Pronkevich, O. (2025) “Saint Josaphat Kuntsevych and Spanish Baroque Spirituality”, Lietuvos istorijos studijos, pp. 254–272. doi:10.15388/TMRofSaintJosaphatKuntsevych.2025.12.

Abstract

The study focuses on a close reading of the Prologue, which was composed by Miguel Pérez, a Spanish Basilian monk and intellectual who taught at the University of Salamanca. In 1684, he published a book in Madrid which contained his translation of Yakiv Susha’s Life and Martyrdom of St. Josaphat Kuntsevych, which had been published in 1665 in Rome in the Latin language.
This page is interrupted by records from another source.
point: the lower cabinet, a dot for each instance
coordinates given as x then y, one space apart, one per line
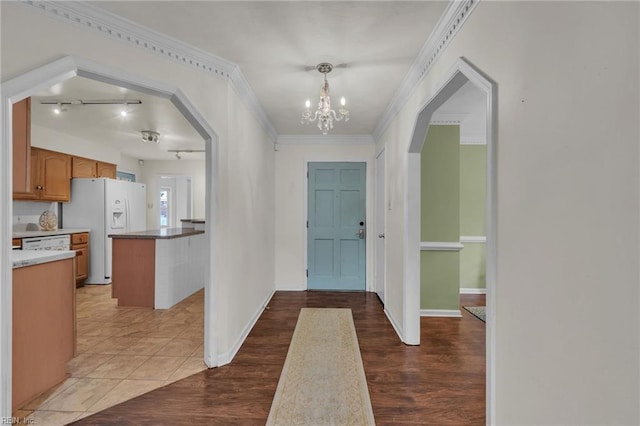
80 243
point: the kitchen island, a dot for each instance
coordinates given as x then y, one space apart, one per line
157 268
43 321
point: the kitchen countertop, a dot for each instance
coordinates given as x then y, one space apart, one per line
21 258
193 220
63 231
156 234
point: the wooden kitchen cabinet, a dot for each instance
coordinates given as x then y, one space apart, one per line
50 175
83 167
88 168
80 243
106 170
43 328
21 125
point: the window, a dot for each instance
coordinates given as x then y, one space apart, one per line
165 207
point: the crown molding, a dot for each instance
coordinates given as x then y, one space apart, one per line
473 239
325 140
473 140
448 25
92 18
441 246
448 118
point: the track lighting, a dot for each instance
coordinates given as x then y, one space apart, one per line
184 151
59 104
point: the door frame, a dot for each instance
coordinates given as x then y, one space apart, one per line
369 248
44 77
380 214
462 72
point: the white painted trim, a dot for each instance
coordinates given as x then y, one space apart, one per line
440 246
394 322
411 259
448 313
471 239
325 140
447 118
92 18
461 73
473 140
55 72
227 357
470 290
446 28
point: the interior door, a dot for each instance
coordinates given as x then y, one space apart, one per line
336 226
380 214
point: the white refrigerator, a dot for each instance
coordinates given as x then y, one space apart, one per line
105 206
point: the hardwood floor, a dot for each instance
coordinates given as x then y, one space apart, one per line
442 381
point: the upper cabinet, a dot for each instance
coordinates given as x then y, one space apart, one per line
40 174
50 175
86 167
107 170
22 188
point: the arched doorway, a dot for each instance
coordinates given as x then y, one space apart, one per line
33 81
462 73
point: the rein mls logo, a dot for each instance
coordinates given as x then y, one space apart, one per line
16 421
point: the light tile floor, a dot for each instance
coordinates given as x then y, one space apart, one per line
121 353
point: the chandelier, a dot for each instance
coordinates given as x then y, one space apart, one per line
324 114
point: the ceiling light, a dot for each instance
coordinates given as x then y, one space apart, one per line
183 151
124 102
150 136
324 114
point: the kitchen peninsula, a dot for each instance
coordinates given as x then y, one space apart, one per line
43 321
157 268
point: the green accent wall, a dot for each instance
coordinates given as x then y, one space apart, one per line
440 217
473 190
440 184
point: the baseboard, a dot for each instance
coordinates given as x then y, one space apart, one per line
453 313
227 357
472 290
394 324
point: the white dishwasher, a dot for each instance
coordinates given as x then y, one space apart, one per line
52 242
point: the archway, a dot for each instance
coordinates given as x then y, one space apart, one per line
461 73
33 81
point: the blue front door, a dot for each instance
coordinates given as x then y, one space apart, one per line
336 234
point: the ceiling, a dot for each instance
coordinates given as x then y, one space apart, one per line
276 46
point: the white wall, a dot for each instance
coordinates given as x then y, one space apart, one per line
30 39
567 314
245 224
291 207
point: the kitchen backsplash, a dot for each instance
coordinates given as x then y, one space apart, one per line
26 214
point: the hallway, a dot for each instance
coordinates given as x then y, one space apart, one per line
440 382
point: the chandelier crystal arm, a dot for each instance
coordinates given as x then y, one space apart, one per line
324 114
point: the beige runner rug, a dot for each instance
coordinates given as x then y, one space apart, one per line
322 381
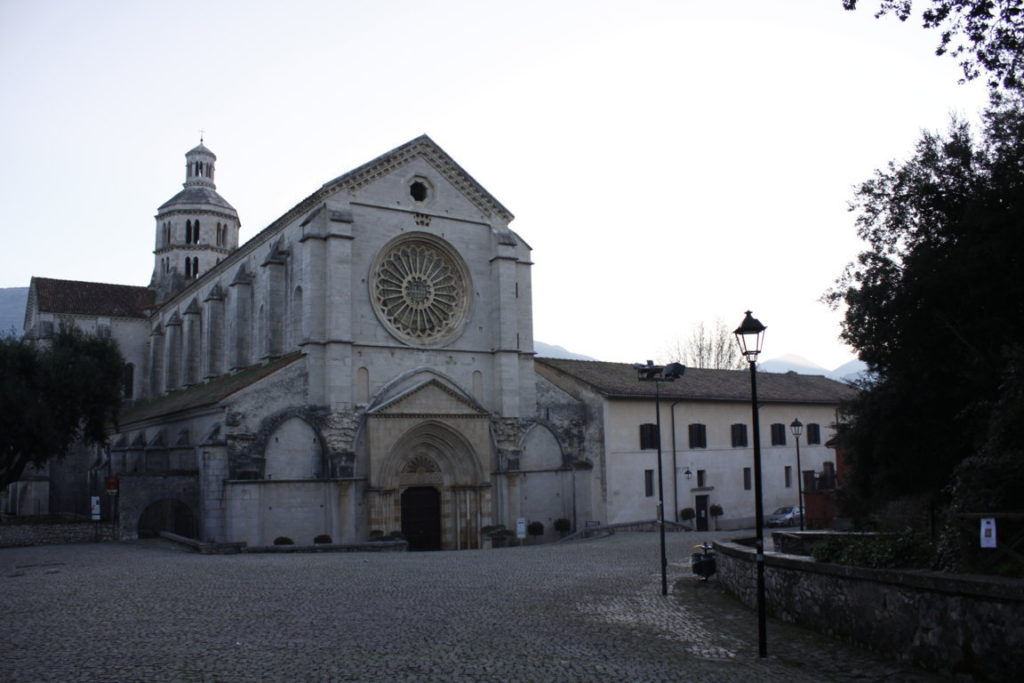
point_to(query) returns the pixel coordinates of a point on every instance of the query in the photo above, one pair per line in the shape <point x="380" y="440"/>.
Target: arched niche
<point x="541" y="451"/>
<point x="293" y="452"/>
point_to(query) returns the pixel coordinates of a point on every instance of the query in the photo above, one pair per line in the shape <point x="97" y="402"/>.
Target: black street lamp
<point x="751" y="335"/>
<point x="797" y="427"/>
<point x="658" y="374"/>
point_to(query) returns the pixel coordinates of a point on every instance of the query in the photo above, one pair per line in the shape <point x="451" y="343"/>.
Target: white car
<point x="787" y="515"/>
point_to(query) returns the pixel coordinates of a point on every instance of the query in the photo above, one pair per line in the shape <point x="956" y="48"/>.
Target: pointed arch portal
<point x="421" y="517"/>
<point x="431" y="485"/>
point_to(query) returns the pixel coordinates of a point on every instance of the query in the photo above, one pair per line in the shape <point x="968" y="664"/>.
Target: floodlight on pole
<point x="797" y="427"/>
<point x="658" y="374"/>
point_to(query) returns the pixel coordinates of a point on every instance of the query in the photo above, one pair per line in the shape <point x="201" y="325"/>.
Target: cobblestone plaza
<point x="576" y="611"/>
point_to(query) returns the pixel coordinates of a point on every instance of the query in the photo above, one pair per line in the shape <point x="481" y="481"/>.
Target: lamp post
<point x="750" y="336"/>
<point x="797" y="427"/>
<point x="658" y="374"/>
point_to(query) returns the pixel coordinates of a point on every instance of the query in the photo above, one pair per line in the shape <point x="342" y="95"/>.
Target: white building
<point x="707" y="450"/>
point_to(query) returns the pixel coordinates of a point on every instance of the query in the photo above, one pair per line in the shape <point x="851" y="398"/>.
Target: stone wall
<point x="13" y="535"/>
<point x="951" y="624"/>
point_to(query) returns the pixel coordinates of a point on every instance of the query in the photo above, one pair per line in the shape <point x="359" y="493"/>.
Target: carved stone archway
<point x="433" y="455"/>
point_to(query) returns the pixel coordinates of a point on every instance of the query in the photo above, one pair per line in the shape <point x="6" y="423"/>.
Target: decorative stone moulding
<point x="419" y="287"/>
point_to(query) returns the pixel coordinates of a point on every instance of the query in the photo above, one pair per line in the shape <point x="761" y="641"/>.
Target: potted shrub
<point x="716" y="512"/>
<point x="562" y="525"/>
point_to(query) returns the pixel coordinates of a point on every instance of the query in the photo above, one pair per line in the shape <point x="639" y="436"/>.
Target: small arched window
<point x="128" y="376"/>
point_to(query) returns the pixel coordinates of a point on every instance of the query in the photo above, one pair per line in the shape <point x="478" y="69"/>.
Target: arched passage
<point x="421" y="517"/>
<point x="432" y="487"/>
<point x="168" y="515"/>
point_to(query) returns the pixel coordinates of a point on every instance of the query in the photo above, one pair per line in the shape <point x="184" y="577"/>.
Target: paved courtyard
<point x="577" y="611"/>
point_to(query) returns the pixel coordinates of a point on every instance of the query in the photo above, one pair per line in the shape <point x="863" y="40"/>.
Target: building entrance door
<point x="421" y="517"/>
<point x="701" y="502"/>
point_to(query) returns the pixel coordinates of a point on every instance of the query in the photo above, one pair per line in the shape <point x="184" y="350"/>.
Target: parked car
<point x="787" y="515"/>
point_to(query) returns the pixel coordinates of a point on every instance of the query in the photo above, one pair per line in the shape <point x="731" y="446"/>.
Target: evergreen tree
<point x="935" y="306"/>
<point x="53" y="394"/>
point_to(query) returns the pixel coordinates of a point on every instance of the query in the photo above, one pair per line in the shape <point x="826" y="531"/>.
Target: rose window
<point x="419" y="291"/>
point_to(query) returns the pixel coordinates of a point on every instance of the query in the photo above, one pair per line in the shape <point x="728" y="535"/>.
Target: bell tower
<point x="196" y="228"/>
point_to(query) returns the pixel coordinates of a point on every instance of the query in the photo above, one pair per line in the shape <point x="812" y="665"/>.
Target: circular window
<point x="418" y="190"/>
<point x="418" y="287"/>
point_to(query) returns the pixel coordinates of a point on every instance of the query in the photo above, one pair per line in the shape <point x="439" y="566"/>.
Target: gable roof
<point x="619" y="380"/>
<point x="426" y="148"/>
<point x="429" y="396"/>
<point x="203" y="395"/>
<point x="73" y="297"/>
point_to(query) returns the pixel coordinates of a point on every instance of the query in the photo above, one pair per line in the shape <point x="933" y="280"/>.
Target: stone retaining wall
<point x="13" y="535"/>
<point x="951" y="624"/>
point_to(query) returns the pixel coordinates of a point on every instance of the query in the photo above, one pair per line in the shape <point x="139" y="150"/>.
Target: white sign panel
<point x="988" y="532"/>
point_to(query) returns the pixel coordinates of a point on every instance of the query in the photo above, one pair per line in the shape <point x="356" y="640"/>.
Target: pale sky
<point x="669" y="162"/>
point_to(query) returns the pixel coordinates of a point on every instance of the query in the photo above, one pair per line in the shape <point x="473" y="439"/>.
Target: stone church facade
<point x="363" y="364"/>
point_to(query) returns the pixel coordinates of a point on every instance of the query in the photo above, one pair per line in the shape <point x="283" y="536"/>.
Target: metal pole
<point x="759" y="515"/>
<point x="800" y="483"/>
<point x="660" y="492"/>
<point x="675" y="467"/>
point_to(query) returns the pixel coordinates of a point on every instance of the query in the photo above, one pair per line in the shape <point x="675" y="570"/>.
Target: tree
<point x="935" y="306"/>
<point x="54" y="394"/>
<point x="985" y="35"/>
<point x="709" y="347"/>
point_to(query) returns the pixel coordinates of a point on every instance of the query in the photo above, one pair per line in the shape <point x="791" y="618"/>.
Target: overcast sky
<point x="669" y="162"/>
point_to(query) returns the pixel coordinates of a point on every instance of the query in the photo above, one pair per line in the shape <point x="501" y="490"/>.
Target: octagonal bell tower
<point x="196" y="228"/>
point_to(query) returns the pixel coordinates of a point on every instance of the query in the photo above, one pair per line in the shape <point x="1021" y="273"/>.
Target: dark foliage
<point x="935" y="307"/>
<point x="889" y="551"/>
<point x="985" y="35"/>
<point x="54" y="394"/>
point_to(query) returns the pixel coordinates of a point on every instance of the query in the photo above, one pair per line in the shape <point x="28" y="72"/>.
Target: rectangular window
<point x="648" y="436"/>
<point x="698" y="436"/>
<point x="813" y="433"/>
<point x="778" y="434"/>
<point x="738" y="436"/>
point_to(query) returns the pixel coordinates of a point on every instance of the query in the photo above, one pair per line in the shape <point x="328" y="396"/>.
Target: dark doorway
<point x="701" y="513"/>
<point x="167" y="515"/>
<point x="421" y="517"/>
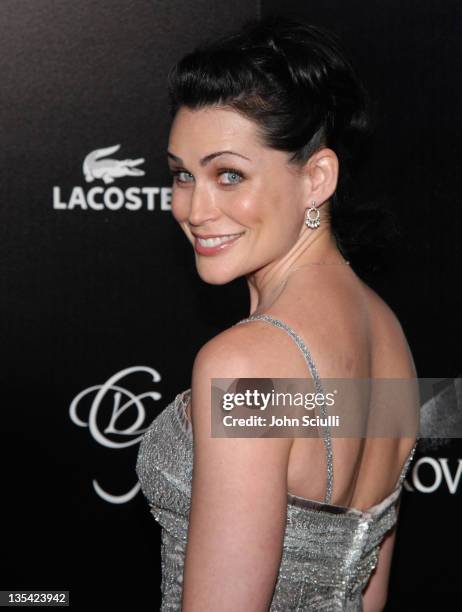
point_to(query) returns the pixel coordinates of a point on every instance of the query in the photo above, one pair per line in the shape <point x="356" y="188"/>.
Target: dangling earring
<point x="313" y="223"/>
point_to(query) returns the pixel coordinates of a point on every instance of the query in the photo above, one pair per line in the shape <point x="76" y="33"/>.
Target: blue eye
<point x="233" y="173"/>
<point x="236" y="176"/>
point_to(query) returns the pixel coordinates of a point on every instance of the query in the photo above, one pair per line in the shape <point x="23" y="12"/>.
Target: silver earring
<point x="313" y="223"/>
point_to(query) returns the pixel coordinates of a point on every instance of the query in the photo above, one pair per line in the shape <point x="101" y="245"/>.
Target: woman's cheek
<point x="180" y="208"/>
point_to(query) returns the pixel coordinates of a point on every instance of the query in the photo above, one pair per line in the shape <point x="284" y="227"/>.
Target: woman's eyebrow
<point x="205" y="160"/>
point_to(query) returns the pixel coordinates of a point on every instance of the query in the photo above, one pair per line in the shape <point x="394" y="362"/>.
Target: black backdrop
<point x="101" y="304"/>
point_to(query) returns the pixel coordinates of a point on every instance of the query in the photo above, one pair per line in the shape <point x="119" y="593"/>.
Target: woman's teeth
<point x="209" y="242"/>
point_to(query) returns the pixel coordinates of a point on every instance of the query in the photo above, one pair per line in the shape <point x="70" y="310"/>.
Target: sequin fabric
<point x="329" y="551"/>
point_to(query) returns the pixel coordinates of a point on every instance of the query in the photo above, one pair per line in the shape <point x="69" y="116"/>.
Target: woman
<point x="266" y="126"/>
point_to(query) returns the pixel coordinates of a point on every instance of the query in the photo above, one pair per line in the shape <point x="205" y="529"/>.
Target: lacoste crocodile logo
<point x="97" y="165"/>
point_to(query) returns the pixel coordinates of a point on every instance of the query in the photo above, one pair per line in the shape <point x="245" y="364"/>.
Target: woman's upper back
<point x="350" y="332"/>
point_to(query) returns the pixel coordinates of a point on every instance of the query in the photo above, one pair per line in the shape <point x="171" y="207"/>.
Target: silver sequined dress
<point x="329" y="551"/>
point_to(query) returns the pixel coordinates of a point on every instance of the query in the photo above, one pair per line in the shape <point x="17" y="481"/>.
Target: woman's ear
<point x="321" y="171"/>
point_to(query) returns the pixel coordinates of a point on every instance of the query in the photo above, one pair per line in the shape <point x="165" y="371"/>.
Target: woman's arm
<point x="376" y="592"/>
<point x="239" y="497"/>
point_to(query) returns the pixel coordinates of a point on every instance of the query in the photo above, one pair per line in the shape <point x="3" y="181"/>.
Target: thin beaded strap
<point x="403" y="473"/>
<point x="307" y="355"/>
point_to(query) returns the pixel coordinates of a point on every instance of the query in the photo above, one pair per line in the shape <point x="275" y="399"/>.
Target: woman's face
<point x="251" y="192"/>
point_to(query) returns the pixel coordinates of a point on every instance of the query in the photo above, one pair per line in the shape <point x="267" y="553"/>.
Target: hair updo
<point x="295" y="81"/>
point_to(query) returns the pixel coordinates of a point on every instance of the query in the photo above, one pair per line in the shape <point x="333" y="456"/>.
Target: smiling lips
<point x="210" y="246"/>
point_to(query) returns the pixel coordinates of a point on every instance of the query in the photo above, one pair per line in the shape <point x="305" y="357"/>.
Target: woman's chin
<point x="214" y="277"/>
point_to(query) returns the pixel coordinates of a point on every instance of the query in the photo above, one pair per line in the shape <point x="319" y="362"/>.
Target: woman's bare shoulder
<point x="390" y="351"/>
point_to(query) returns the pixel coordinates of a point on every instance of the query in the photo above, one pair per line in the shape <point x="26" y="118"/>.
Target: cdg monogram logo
<point x="440" y="470"/>
<point x="112" y="393"/>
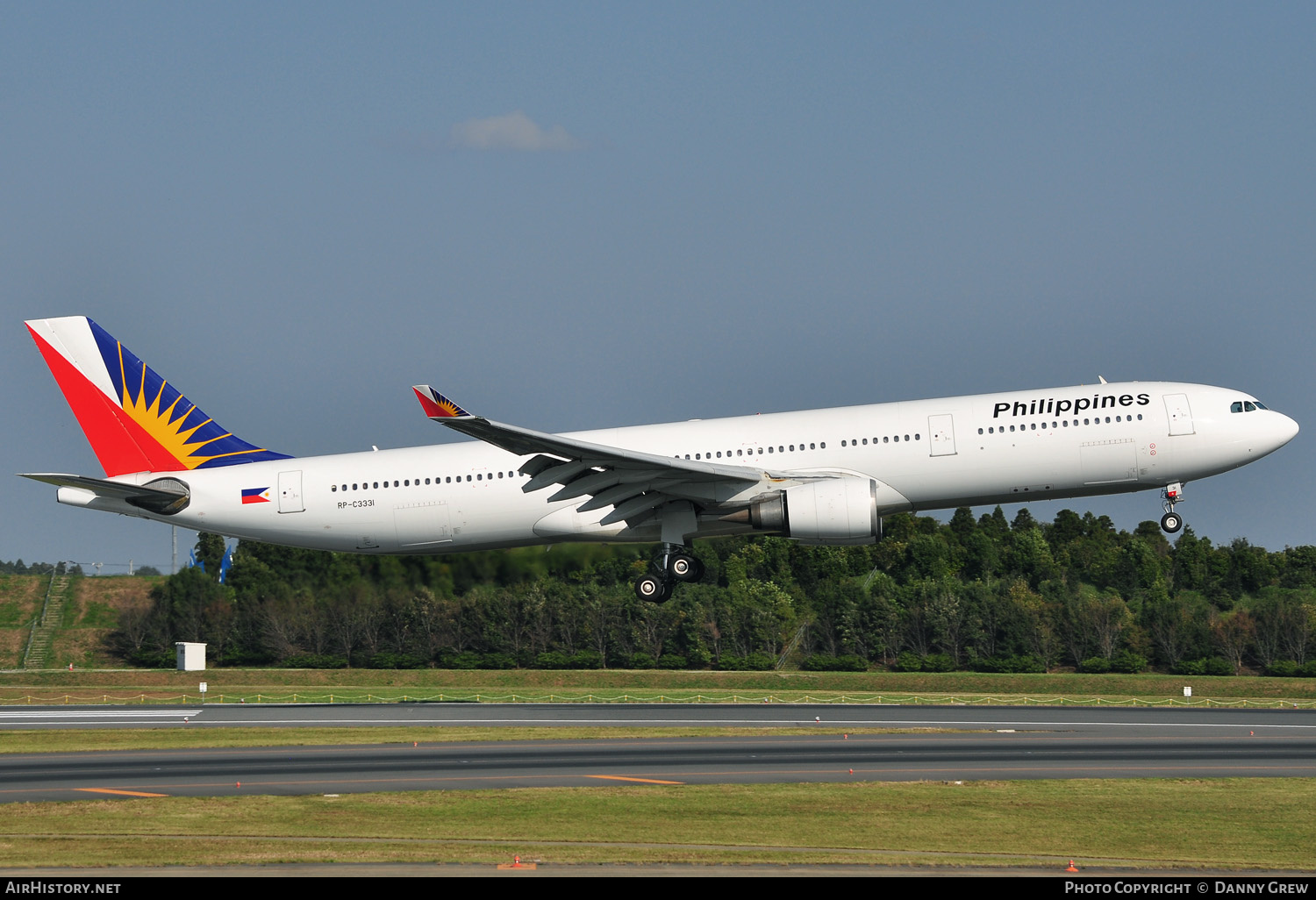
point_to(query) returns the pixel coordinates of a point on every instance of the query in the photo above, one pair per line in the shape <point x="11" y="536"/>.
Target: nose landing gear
<point x="1171" y="495"/>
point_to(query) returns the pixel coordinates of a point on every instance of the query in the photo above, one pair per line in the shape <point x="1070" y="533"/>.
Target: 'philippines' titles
<point x="1053" y="407"/>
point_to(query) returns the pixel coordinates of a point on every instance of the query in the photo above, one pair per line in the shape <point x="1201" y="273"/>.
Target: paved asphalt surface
<point x="979" y="742"/>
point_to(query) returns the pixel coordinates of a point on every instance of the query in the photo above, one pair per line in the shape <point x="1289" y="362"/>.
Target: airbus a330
<point x="819" y="475"/>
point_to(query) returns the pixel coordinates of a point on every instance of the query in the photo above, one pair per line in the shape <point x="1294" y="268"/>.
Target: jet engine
<point x="837" y="511"/>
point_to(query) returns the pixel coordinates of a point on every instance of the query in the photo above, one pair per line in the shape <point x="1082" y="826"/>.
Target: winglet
<point x="436" y="405"/>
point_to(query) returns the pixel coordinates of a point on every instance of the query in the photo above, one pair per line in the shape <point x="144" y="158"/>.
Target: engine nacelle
<point x="837" y="511"/>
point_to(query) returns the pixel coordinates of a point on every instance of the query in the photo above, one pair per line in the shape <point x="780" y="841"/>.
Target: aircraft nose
<point x="1289" y="428"/>
<point x="1281" y="432"/>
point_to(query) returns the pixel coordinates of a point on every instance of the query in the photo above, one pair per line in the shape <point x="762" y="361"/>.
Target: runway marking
<point x="97" y="713"/>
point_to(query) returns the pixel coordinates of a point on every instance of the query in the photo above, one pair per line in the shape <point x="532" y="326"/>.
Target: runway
<point x="1124" y="720"/>
<point x="976" y="744"/>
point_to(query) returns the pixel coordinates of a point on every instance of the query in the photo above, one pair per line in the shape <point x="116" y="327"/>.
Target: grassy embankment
<point x="1218" y="824"/>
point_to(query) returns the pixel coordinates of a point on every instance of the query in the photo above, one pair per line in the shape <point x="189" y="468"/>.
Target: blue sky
<point x="583" y="215"/>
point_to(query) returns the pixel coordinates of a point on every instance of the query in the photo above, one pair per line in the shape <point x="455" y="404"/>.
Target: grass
<point x="1216" y="824"/>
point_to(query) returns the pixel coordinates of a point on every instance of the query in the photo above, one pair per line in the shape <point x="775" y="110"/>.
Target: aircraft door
<point x="1181" y="416"/>
<point x="941" y="436"/>
<point x="290" y="492"/>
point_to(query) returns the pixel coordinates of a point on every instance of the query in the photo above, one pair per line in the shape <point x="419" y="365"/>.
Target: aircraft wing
<point x="632" y="482"/>
<point x="168" y="495"/>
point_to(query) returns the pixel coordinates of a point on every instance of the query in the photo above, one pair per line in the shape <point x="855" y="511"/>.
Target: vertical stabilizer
<point x="134" y="420"/>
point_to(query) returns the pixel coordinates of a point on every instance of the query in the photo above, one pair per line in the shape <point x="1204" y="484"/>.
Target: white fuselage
<point x="924" y="454"/>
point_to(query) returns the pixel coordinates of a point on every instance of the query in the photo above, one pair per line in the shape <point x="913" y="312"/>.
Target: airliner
<point x="823" y="476"/>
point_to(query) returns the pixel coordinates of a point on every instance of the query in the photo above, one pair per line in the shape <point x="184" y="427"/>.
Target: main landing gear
<point x="1171" y="494"/>
<point x="671" y="563"/>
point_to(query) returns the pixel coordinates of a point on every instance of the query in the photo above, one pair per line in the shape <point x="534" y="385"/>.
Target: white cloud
<point x="511" y="132"/>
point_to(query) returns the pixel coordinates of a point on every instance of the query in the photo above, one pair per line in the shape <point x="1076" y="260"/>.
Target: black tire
<point x="653" y="589"/>
<point x="684" y="568"/>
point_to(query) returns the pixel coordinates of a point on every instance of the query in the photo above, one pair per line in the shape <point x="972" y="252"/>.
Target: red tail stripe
<point x="120" y="444"/>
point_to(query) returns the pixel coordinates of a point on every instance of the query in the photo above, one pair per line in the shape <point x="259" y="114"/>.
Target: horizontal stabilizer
<point x="436" y="405"/>
<point x="163" y="495"/>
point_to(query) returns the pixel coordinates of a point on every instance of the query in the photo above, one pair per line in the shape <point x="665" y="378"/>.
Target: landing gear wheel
<point x="686" y="568"/>
<point x="654" y="589"/>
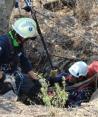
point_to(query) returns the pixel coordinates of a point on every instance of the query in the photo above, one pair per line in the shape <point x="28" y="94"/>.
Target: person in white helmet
<point x="81" y="69"/>
<point x="79" y="72"/>
<point x="12" y="52"/>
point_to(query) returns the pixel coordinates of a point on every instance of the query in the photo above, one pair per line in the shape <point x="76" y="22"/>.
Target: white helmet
<point x="25" y="27"/>
<point x="79" y="69"/>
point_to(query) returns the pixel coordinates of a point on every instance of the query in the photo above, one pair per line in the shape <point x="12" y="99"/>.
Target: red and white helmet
<point x="78" y="69"/>
<point x="25" y="27"/>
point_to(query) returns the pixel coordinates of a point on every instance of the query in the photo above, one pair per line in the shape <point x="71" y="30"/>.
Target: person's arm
<point x="93" y="68"/>
<point x="27" y="66"/>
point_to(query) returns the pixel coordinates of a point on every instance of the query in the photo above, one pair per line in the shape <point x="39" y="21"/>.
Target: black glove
<point x="16" y="5"/>
<point x="36" y="87"/>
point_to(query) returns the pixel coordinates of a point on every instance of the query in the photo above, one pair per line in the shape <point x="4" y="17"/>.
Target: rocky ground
<point x="65" y="37"/>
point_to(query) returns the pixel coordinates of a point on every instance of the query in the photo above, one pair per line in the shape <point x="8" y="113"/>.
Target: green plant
<point x="57" y="98"/>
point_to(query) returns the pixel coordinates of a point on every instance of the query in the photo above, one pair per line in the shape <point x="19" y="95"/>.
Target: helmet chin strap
<point x="13" y="40"/>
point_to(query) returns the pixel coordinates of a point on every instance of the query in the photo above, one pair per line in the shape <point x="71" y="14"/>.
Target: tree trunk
<point x="6" y="7"/>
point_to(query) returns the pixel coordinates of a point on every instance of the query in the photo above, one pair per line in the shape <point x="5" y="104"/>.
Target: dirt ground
<point x="65" y="37"/>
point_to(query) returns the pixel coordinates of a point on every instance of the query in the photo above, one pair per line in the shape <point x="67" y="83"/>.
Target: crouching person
<point x="12" y="51"/>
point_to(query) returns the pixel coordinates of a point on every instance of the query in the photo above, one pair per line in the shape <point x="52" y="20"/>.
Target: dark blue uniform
<point x="11" y="56"/>
<point x="9" y="59"/>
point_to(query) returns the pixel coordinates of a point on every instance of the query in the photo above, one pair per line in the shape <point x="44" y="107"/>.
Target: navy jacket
<point x="12" y="56"/>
This 1684 edition opened with the Prologue, also written by Pérez, an outstanding theological treatise which used the sophisticated stylistic devices of Baroque literature and rhetoric in order to demonstrate the spiritual authority of the Rules of St. Basil the Great. The result is amazing: in his Prologue, Pérez creates a myth concerning St. Josaphat, and skilfully inscribes it in the cultural space of the Spanish Golden Age. Together, the translation of Susha’s Life and Martyrdom of St. Josaphat Kuntsevych and Pérez’s commentaries have remained an unknown episode in the history of St. Josaphat’s veneration.